Gulia Andrea, Massone Cesare
F1000 Med Rep. 2012;4:11. doi: 10.3410/M4-11. Epub 2012 Jun 1.
Over the last 30 years dermatological approaches to diagnosis and management of melanocytic lesions have been revolutionized by the introduction of dermoscopy. Continuous improvements are being made in applying the technique, mostly in melanoma diagnosis, follow-up of melanocytic lesions and nevogenesis. Identification of new dermoscopic criteria, such as the dermoscopic island and the blue-black color for thin and nodular melanoma, respectively, further add two new weapons in the dermoscopical armamentarium for diagnosis of otherwise featureless melanoma. Recent advances show that short-term, 3-month, follow-up is the optimum time interval to identify minimal changes in initially featureless melanomas. Nevertheless, long-term follow-up is still useful for the recognition of changes in melanomas with a very low-rate of growth. Dermoscopy greatly improves diagnosis and early excision of melanomas and reduces the number of unnecessary excisions.

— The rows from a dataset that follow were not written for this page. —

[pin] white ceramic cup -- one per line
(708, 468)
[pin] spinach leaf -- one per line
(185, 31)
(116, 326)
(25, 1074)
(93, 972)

在过去30年里,皮肤镜的引入彻底改变了黑素细胞性病变的诊断和管理的皮肤病学方法。该技术的应用正在不断改进,主要体现在黑色素瘤诊断、黑素细胞性病变的随访和新生物形成方面。新皮肤镜标准的识别,如分别用于薄型和结节型黑色素瘤的皮肤镜下岛状结构和蓝黑色,进一步为诊断原本无特征性的黑色素瘤增添了两种新武器。最新进展表明,短期(3个月)随访是识别最初无特征性黑色素瘤微小变化的最佳时间间隔。然而,长期随访对于识别生长速度极慢的黑色素瘤的变化仍然有用。皮肤镜极大地改善了黑色素瘤的诊断和早期切除,并减少了不必要的切除数量。